Balancing safety, efficiency, and operational costs in highway driving poses a challenging decision-making problem for heavy-duty vehicles. A central difficulty is that conventional scalar reward formulations, obtained by aggregating these competing objectives, often obscure the structure of their trade-offs. We present a Proximal Policy Optimization based multi-objective reinforcement learning framework that learns a continuous set of policies explicitly representing these trade-offs and evaluates it on a scalable simulation platform for tactical decision making in trucks. The proposed approach learns a continuous set of Pareto-optimal policies that capture the trade-offs among three conflicting objectives: safety, quantified in terms of collisions and successful completion; energy efficiency and time efficiency, quantified using energy cost and driver cost, respectively. The resulting Pareto frontier is smooth and interpretable, enabling flexibility in choosing driving behavior along different conflicting objectives. This framework allows seamless transitions between different driving policies without retraining, yielding a robust and adaptive decision-making strategy for autonomous trucking applications.
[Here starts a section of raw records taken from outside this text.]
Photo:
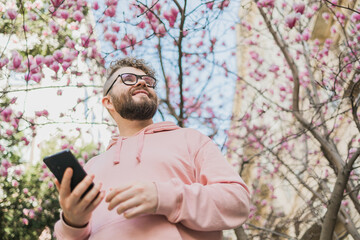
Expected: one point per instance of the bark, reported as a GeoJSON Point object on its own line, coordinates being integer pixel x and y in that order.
{"type": "Point", "coordinates": [335, 200]}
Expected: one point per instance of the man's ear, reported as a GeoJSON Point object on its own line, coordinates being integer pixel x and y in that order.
{"type": "Point", "coordinates": [107, 103]}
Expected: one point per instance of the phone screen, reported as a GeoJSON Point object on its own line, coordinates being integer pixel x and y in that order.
{"type": "Point", "coordinates": [58, 163]}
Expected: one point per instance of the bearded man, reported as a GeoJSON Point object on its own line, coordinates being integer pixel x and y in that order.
{"type": "Point", "coordinates": [155, 180]}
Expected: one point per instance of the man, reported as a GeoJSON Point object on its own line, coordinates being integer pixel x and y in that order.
{"type": "Point", "coordinates": [160, 181]}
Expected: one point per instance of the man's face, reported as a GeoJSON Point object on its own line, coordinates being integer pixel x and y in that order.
{"type": "Point", "coordinates": [137, 102]}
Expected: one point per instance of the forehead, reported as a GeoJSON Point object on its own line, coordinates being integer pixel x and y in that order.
{"type": "Point", "coordinates": [129, 70]}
翻译：在高速公路驾驶中平衡安全性、效率与运营成本，对重型车辆构成了一项具有挑战性的决策问题。一个核心难点在于，通过聚合这些相互冲突的目标所得到的传统标量奖励函数，往往会模糊其权衡关系的结构。我们提出了一种基于近端策略优化的多目标强化学习框架，该框架学习一个明确表示这些权衡关系的连续策略集，并在一个可扩展的卡车战术决策仿真平台上对其进行了评估。所提出的方法学习到一个连续的帕累托最优策略集，该策略集捕捉了三个相互冲突目标之间的权衡：安全性（以碰撞次数和任务成功完成度量化）、能源效率以及时间效率（分别使用能源成本和驾驶员成本量化）。所得的帕累托前沿是平滑且可解释的，使得能够灵活地沿不同冲突目标选择驾驶行为。该框架允许在不同驾驶策略之间无缝切换而无需重新训练，从而为自动驾驶卡车应用提供了一种鲁棒且自适应的决策策略。